We know women would be disproportionately hurt by both these overall cuts and by losing access to benefits because of burdensome reporting requirements:
- In 2021, a full 75% of the households receiving HUD rental assistance were headed by women, as were about two-thirds of the recipients of ERAP emergency rental assistance (as of September 2022).*
- Women disproportionately take on care responsibilities, so taking away child care hurts their ability to stay employed.
- Women are the majority of adult Medicaid users, and the program covers services including birth control, maternity care, prescription drugs, and more that address many of women’s major health needs throughout their lives.

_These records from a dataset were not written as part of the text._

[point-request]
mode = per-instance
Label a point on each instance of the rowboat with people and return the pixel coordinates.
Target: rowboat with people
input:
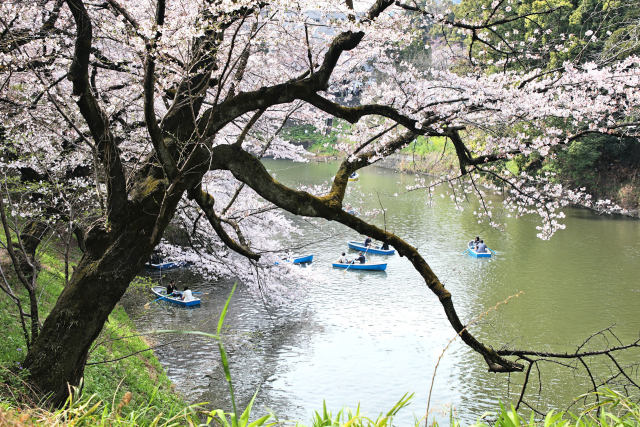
(377, 250)
(175, 298)
(471, 250)
(352, 266)
(302, 259)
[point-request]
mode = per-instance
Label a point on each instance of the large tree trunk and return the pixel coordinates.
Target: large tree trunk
(57, 358)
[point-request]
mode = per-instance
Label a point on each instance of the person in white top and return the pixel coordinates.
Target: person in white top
(187, 295)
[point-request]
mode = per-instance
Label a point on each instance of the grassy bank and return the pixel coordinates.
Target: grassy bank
(121, 372)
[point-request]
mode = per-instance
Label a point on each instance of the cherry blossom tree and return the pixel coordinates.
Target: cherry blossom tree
(172, 104)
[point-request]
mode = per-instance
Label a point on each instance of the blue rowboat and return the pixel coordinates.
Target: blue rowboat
(166, 265)
(373, 267)
(161, 293)
(475, 254)
(370, 249)
(303, 259)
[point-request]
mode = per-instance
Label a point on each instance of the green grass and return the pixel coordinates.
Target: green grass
(423, 146)
(140, 374)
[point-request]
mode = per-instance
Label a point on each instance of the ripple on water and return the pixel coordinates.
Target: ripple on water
(369, 338)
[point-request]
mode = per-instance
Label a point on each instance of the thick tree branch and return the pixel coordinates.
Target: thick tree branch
(248, 169)
(206, 202)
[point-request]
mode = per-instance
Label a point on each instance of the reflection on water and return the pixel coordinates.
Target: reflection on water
(361, 337)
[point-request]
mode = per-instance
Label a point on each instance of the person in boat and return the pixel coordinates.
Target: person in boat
(156, 258)
(187, 295)
(171, 288)
(481, 247)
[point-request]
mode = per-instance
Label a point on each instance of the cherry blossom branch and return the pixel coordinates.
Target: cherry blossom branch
(95, 118)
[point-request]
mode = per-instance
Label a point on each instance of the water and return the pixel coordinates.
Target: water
(368, 338)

- From October 2019 to February 2020, women were over 63% of adult SNAP users, and 92% of the SNAP-using households with children headed by a single adult (from June 2020 through September 2020).*
- In 2021, women were more than 85% of the adults served by TANF. And in that same year, over 62% of those pregnant, post-partum, and breastfeeding women receiving nutrition assistance through WIC were women of color.*
As a bonus, the bill would use the money saved from kicking people in poverty out of assistance to protect wealthy people who aren’t paying the taxes they owe. Proposed cuts to IRS enforcement would make it easier for the wealthiest to avoid taxes, losing the government an estimated $114 billion over ten years as it can’t collect the taxes they owe.
And of course, no cuts are expected to our country’s defense budget, which is already larger than the next 10 countries… combined.
These are the wrong priorities. We’ve seen it play out the same way countless times—cut taxes on the wealthy, watch the tax revenue coming into the government drop, and then complain we “can’t afford” vital programs that women, families, and all of us rely on, when it’s the tax cuts that drive the shortfall.
Rather than fail the same, embarrassing way again and again; here’s what we should do instead:
Congress should raise the debt ceiling without delay or precondition. Then they should get to the business of raising revenues from the wealthy and corporations and invest in the care economy to support women, LGBTQ+ people, families, and all of us.
*Statistics based on NWLC’s analysis “By the Numbers.”